Earlier this year, several defendants in a non-intervened qui tam lawsuit in the Middle District of Florida took up the challenge. The qui tam, styled United States ex rel. Zafirov v. Florida Medical Associates, LLC et al., involves allegations of Medicare Advantage coding fraud. After several years of litigation, the defendants moved for judgment on the pleadings, arguing the relator’s qui tam action was unconstitutional, citing Justice Thomas’s dissent in Polansky.

The defendants’ motion prompted a statement of interest from the United States and participation as amici by the U.S. Chamber of Commerce and the Anti-Fraud Coalition. The Court also asked for supplemental briefs on Founding-era historical evidence regarding federal qui tam enforcement.

On September 30, 2024, Judge Kathryn Kimball Mizelle granted the defendants’ motion, agreeing the relator was unconstitutionally appointed and dismissing her complaint. Judge Mizelle, who clerked for Justice Thomas, held a private FCA relator exercises significant authority that is constitutionally reserved to the executive branch, including the right to bring an enforcement action on behalf of the United States and recover money for the U.S. Treasury. In doing so, a relator chooses which claims to prosecute, which theories to raise, which defendants to sue, and which arguments to make on appeal, resulting in precedent that binds the United States. Yet, a relator is not appointed by the president, a department head, or a court of law under Article II, making the qui tam device unconstitutional.

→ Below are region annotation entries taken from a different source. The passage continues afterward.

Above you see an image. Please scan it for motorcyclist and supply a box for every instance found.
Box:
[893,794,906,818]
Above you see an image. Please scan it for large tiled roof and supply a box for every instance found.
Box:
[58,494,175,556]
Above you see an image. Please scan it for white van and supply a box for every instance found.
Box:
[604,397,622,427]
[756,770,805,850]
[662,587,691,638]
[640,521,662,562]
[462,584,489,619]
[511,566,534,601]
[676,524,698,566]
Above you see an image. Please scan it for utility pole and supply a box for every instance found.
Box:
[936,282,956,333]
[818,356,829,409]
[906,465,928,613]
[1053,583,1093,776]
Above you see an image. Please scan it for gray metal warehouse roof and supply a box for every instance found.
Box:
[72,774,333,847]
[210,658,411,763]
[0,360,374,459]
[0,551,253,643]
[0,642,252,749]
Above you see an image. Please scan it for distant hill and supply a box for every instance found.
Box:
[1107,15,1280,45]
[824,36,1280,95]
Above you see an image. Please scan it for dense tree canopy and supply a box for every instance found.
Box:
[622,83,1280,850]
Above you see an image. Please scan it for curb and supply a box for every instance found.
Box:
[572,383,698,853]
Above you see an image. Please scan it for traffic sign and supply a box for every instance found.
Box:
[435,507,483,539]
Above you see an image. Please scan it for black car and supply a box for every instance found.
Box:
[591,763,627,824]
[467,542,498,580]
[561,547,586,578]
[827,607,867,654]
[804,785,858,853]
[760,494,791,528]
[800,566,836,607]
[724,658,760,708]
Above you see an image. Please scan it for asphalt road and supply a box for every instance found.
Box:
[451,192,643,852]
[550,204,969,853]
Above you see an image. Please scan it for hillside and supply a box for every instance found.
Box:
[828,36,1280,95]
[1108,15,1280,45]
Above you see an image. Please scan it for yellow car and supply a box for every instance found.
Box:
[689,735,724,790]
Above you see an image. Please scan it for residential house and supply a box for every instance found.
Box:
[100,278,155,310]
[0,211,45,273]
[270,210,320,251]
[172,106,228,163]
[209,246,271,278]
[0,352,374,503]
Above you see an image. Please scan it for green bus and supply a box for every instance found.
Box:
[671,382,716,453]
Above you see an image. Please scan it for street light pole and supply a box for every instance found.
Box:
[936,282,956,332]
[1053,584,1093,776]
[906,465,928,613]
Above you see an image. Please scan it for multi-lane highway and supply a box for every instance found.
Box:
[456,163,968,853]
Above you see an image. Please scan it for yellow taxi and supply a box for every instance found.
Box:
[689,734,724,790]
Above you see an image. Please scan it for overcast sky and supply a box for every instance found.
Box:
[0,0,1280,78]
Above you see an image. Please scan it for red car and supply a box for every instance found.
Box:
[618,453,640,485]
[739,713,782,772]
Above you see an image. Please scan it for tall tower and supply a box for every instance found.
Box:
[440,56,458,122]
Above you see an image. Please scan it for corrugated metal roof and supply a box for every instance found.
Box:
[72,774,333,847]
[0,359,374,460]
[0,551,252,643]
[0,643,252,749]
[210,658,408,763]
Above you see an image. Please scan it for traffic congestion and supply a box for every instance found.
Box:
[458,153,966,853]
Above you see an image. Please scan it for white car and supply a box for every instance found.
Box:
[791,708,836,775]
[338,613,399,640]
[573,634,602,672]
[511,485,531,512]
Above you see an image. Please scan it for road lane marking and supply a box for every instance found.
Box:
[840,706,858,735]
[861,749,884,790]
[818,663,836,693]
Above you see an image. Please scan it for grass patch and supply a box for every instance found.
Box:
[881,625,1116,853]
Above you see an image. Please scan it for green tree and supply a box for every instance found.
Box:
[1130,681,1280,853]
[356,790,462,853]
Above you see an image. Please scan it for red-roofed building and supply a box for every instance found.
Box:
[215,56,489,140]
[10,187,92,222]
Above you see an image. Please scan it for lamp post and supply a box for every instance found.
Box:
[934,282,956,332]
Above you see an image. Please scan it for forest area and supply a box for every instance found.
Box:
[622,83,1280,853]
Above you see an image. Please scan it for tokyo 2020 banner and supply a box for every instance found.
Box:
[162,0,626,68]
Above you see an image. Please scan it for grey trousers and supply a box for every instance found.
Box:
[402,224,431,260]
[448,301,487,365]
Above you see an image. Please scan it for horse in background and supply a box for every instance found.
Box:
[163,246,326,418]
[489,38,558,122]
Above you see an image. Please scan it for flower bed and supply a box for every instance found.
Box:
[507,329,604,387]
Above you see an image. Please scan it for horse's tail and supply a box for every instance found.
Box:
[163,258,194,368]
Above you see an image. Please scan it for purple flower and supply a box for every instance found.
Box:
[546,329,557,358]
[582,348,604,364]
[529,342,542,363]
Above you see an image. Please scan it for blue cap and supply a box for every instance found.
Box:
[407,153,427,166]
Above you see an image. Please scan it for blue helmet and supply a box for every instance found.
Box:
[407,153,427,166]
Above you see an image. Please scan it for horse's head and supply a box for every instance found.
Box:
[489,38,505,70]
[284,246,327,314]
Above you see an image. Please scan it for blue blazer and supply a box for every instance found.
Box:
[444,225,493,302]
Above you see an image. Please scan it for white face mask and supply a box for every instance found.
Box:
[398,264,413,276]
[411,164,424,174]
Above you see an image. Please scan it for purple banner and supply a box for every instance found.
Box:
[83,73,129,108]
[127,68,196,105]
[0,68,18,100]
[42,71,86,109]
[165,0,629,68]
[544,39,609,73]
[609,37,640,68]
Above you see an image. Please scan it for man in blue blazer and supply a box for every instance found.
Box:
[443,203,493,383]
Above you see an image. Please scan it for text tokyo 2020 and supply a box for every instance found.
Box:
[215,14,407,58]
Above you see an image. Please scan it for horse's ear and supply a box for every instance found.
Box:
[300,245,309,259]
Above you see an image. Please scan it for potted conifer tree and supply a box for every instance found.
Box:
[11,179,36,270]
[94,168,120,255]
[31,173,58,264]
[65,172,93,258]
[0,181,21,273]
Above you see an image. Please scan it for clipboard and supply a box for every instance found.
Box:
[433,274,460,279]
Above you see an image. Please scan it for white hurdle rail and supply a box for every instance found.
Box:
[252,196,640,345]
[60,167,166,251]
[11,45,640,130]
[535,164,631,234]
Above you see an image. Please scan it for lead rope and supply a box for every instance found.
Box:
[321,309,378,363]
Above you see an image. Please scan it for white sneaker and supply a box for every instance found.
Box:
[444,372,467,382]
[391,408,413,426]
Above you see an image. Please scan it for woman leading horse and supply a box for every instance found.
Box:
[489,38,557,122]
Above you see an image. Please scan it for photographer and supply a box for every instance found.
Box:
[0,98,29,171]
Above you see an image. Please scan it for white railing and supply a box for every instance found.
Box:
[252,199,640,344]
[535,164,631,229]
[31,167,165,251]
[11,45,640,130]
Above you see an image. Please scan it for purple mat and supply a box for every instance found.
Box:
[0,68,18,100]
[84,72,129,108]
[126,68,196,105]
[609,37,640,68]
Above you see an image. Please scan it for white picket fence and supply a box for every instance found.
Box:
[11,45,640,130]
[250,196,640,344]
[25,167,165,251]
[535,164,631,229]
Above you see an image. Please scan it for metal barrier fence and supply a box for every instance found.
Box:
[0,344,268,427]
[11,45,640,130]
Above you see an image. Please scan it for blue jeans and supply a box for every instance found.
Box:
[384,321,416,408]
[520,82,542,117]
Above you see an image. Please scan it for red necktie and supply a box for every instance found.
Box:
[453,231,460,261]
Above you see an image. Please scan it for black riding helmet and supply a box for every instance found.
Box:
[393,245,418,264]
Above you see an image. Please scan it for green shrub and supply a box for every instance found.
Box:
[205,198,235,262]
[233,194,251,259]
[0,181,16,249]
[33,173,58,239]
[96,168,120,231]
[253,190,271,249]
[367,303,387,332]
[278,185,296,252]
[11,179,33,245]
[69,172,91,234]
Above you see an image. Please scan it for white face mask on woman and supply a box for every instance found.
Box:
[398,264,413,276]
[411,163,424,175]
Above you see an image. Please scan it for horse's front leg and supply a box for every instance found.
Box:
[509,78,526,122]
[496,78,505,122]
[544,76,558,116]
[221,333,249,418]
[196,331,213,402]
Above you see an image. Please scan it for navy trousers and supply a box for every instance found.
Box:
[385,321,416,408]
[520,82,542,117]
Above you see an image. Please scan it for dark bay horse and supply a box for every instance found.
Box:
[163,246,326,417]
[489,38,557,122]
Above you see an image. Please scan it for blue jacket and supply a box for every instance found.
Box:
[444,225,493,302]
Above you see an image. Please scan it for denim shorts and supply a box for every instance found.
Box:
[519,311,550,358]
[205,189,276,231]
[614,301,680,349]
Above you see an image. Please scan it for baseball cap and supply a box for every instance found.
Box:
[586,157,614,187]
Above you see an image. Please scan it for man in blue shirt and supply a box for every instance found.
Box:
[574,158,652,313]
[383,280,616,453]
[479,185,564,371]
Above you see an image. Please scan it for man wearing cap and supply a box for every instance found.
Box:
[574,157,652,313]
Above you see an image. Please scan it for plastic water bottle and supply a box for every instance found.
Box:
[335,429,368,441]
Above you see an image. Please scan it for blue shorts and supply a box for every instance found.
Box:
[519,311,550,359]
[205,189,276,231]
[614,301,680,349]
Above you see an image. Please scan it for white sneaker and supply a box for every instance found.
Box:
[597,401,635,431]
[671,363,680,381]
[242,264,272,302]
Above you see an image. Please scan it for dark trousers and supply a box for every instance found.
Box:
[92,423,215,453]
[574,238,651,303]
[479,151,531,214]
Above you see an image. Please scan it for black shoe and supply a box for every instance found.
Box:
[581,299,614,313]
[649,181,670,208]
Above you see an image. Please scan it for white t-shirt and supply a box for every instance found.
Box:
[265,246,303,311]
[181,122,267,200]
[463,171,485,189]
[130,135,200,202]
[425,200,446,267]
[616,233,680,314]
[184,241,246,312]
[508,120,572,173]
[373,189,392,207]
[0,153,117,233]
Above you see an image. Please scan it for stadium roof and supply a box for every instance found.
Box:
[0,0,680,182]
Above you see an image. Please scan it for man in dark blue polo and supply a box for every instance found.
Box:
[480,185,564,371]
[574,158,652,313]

Judge Mizelle distinguished historical qui tam statutes, which were largely abandoned early in our nation’s history, on the ground that few gave a relator the level of authority the FCA does. And while the FCA itself dates back to the Civil War, the statute largely remained dormant (aside from a flurry of use in the 1930s and 40s) until the 1986 amendments set off a new wave of qui tam litigation.

The ruling is significant for the future of the FCA. As Judge Mizelle’s opinion explains, most FCA actions are brought by relators as opposed to the government itself. If the decision is upheld on appeal, a number of outcomes are possible. If the FCA is to continue as a significant source of revenue generation for the government, the DOJ must devote more resources to bringing FCA actions directly. Congress may also consider amending the FCA’s qui tam provisions to limit relators’ authority to conduct FCA litigation, thereby maintaining the statute as a viable avenue for whistleblowing.

One thing is almost certain, however. FCA defendants across the country will likely raise similar arguments in light of Judge Mizelle’s ruling. Whether in Zafirov or another case, it appears the Supreme Court will get to decide the constitutionality of the FCA’s qui tam provisions sooner rather than later.